You're closing the page in the wrong place,and putting everything into the for loop like below along with increasing the viewport size would solve your problems.
const puppeteer = require("puppeteer");
let browser;
(async () => {
async function getResults(lnk) {
let results = [];
const timeFrames = [1, 5, 15];
for (const i of timeFrames) {
const browser = await puppeteer.launch({headless: true});
const page = await browser.newPage();
await page.setUserAgent("Mozilla/5.0 (Windows NT 10.0; Win64; x64) AppleWebKit/537.36 (KHTML, like Gecko) Chrome/66.0.3359.181 Safari/537.36");
await page.setViewport({width: 1920, height: 1080});
const url = `${lnk}?timeFrame=${i * 60}`;
console.log(url);
await page.goto(url, {waitUntil: "networkidle2", timeout: 70000});
await page.waitForSelector('section.forecast-box-graph');
const status = await page.$eval("section.forecast-box-graph .title", el => el.textContent);
const bank_name = await page.$eval("h1.main-title.js-main-title", (el) => el.textContent.trim());
results.push({
bankName: bank_name,
status: status,
lnk: lnk.replace(/-/g, ' ').split('/').pop(),
url: url
});
await browser.close();
}
return results;
}
console.log( await getResults('https://in.investing.com/equities/axis-bank-technical'));
})().catch(err => console.error(err)). finally(() => browser?. close());
How to run on Render (source)
package.json - add the following dependencies
"dotenv": "^16.0.3",
"express": "^4.18.2",
"puppeteer": "^20.1.2"
index.js
const express = require("express");
const { scrape } = require('./scrape');
const app = express();
const PORT = process.env.PORT || 3000;
app.get("/scrape", (req,res) => {
scrape(req.query.url,res);
});
app.get("/", (req, res) => {
res.send("test is running");
});
app.listen(PORT, () => {
console.log(`Listening on port ${PORT}`);
});
DockerFile
FROM ghcr.io/puppeteer/puppeteer:20.1.2
ENV PUPPETEER_SKIP_CHROMIUM_DOWNLOAD=true \
PUPPETEER_EXECUTABLE_PATH=/usr/bin/google-chrome-stable
WORKDIR /usr/src/app
COPY package*.json ./
RUN npm ci
COPY . .
CMD [ "node", "index.js" ]
scrape.js - modify the above code a bit
const puppeteer = require('puppeteer');
require("dotenv").config();
const scrape = async (lnk,res) => {
const browser = await puppeteer.launch({
headless: true, // "new" gives error on render
args: [
"--no-sandbox",
"--disable-setuid-sandbox",
"--disable-dev-shm-usage",
"--single-process",
"--no-zygote",
],
executablePath:
process.env.NODE_ENV === 'production'
? process.env.PUPPETEER_EXECUTABLE_PATH
: puppeteer.executablePath(),
});
let results = [];
const timeFrames = [1, 5, 15];
for (const i of timeFrames) {
const page = await browser.newPage();
const url = `${lnk}?timeFrame=${i * 60}`;
console.log(url);
try {
await page.setUserAgent("Mozilla/5.0 (Windows NT 10.0; Win64; x64) AppleWebKit/537.36 (KHTML, like Gecko) Chrome/66.0.3359.181 Safari/537.36");
await page.setViewport({width: 1920, height: 1080});
//skip loading non-essentials
await page.setRequestInterception(true);
await page.on('request', async (req) => (/image|imageset|media|stylesheet|font|script/.test(req.resourceType()) && !req.isInterceptResolutionHandled())
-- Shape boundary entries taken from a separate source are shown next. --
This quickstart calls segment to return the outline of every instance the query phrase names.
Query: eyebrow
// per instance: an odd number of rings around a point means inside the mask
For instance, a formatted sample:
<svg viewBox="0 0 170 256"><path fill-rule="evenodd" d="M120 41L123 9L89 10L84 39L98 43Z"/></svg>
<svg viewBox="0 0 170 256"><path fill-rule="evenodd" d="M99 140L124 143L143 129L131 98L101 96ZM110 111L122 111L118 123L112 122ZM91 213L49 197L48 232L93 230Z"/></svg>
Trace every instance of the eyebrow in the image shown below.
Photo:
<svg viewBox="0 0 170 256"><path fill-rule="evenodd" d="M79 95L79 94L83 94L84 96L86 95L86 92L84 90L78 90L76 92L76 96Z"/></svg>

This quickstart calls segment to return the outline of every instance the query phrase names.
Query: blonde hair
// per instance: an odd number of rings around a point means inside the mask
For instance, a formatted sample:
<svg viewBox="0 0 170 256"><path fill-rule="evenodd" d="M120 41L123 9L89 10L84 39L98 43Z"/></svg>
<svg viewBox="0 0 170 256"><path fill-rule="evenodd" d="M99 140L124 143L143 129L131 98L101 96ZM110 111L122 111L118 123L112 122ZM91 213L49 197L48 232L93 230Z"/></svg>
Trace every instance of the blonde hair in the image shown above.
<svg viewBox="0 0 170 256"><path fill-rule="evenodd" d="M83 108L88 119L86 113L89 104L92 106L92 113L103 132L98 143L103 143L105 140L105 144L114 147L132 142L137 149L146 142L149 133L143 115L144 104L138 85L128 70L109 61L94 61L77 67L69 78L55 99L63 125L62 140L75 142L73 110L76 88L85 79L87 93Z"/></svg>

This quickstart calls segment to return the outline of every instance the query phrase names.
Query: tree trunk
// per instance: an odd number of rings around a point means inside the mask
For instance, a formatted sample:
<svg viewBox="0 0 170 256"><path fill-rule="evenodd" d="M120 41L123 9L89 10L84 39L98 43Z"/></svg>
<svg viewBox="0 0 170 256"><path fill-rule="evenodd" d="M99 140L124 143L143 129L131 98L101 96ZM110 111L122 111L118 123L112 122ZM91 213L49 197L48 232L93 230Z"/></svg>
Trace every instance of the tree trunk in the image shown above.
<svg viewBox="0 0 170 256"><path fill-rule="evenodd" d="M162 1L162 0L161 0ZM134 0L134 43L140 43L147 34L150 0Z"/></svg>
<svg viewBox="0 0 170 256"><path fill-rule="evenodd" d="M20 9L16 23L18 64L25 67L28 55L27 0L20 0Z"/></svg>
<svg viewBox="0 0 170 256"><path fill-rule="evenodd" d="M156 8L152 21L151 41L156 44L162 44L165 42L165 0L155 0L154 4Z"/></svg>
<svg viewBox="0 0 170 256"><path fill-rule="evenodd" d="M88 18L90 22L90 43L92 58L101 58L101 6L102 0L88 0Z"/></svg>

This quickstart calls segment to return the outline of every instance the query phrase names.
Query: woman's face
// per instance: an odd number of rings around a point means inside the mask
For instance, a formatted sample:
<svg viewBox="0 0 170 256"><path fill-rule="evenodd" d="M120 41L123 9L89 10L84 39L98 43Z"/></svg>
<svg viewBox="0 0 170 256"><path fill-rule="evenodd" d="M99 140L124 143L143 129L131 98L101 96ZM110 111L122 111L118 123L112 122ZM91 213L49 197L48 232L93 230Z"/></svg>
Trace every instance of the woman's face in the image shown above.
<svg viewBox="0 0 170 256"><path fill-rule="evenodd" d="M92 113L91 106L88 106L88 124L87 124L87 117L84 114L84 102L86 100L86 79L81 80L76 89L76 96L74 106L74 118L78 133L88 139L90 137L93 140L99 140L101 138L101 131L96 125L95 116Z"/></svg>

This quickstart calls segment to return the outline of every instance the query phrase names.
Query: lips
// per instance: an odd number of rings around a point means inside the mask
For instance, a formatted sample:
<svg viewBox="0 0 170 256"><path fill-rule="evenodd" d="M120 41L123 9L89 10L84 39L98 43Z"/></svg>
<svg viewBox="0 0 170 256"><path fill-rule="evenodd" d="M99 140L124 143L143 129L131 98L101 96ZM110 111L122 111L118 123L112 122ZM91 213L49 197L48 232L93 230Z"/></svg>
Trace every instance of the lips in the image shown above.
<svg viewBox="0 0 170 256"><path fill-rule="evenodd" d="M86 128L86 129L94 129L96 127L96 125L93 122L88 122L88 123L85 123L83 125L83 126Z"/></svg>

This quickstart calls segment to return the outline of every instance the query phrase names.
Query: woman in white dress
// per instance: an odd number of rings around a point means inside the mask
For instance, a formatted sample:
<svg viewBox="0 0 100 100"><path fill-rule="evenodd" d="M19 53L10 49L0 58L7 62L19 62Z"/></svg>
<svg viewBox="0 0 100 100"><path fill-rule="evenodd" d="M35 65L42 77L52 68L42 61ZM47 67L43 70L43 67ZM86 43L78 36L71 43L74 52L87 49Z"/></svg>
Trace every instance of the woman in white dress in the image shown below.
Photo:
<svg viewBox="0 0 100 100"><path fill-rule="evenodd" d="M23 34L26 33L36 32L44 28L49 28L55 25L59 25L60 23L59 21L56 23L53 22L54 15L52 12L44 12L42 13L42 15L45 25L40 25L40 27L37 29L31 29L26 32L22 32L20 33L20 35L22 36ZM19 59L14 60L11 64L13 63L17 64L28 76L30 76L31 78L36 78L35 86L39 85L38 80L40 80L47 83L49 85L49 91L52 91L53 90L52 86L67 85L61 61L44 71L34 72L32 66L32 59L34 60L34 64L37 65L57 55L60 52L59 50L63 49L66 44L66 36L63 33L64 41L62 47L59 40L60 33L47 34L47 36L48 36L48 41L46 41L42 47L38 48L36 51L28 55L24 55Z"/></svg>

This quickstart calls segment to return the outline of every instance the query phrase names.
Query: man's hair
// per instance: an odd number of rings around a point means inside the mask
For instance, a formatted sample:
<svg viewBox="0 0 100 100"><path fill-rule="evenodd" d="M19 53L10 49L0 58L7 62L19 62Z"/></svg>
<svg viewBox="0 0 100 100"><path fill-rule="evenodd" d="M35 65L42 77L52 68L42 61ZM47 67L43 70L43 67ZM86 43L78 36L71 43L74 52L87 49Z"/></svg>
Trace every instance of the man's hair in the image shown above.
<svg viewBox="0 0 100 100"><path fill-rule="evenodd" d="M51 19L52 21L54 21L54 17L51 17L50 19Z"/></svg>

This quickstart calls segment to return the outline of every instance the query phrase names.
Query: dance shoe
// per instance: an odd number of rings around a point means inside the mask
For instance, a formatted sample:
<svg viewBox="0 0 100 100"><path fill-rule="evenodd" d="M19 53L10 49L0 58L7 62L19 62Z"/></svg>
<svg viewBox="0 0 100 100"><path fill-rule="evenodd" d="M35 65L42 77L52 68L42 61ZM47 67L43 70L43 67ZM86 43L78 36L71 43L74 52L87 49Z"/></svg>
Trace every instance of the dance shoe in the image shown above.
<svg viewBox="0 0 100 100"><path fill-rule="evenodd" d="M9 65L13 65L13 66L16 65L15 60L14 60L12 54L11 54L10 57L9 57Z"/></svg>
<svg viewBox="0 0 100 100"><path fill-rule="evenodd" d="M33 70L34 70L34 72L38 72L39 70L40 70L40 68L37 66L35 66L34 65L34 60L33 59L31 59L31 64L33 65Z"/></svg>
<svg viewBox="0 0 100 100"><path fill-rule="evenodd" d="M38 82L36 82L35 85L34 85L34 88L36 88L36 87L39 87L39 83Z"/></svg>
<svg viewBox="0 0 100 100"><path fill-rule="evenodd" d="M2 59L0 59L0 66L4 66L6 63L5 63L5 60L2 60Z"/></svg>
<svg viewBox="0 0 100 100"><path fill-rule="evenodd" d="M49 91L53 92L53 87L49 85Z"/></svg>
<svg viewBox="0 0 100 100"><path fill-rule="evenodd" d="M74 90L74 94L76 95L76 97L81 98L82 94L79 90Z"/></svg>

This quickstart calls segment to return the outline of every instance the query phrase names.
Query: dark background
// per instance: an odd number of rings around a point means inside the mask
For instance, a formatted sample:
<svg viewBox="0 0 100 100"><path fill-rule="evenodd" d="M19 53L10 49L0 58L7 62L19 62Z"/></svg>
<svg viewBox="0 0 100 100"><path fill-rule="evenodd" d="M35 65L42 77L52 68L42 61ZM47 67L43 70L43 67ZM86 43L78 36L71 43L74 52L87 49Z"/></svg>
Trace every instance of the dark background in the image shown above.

? await req.respond({status: 200, body: 'aborted'})
: await req.continue()
);
await page.goto(url, {waitUntil: "load", timeout: 7000});
await page.waitForSelector('section.forecast-box-graph');
const status = await page.$eval("section.forecast-box-graph .title", el => el.textContent);
const bank_name = await page.$eval("h1.main-title.js-main-title", (el) => el.textContent.trim());
results.push({
bankName: bank_name,
status: status,
lnk: lnk.replace(/-/g, ' ').split('/').pop(),
url: url
});
} catch (err) {
results.push({
url : url,
lnk: lnk.replace(/-/g, ' ').split('/').pop(),
error : err
});
} finally {
await page.close();
}
}
res.send(results);
await browser.close();
};
module.exports = {scrape};
.gitignore
/node_modules
- push everything to a new github repository,
- open Render, create NEW webservice, connect or add your git repository
- Name: anything, Runtime : should be Docker,
- click Advanced, add environment variable
- key: PUPPETEER_SKIP_CHROMIUM_DOWNLOAD, value: true
- key: PUPPETEER_EXECUTABLE_PATH, value: /usr/bin/google-chrome-stable
- click Create Web Service
- wait until setup is complete, and go to the
<URL>
it gives you, you'll see the 'test is running' message.
- next go to
<URL>/scrape?url=https://in.investing.com/equities/axis-bank-technical
and you'll get the result
Note(s) :
waitUntil
can be changed from "load"
to "networkidle0"
or "networkidle2"
, they all work.
- Changing
headless: true
to headless: "new"
as the deprecation warning suggests, gives errors on Render, even-though it works fine locally.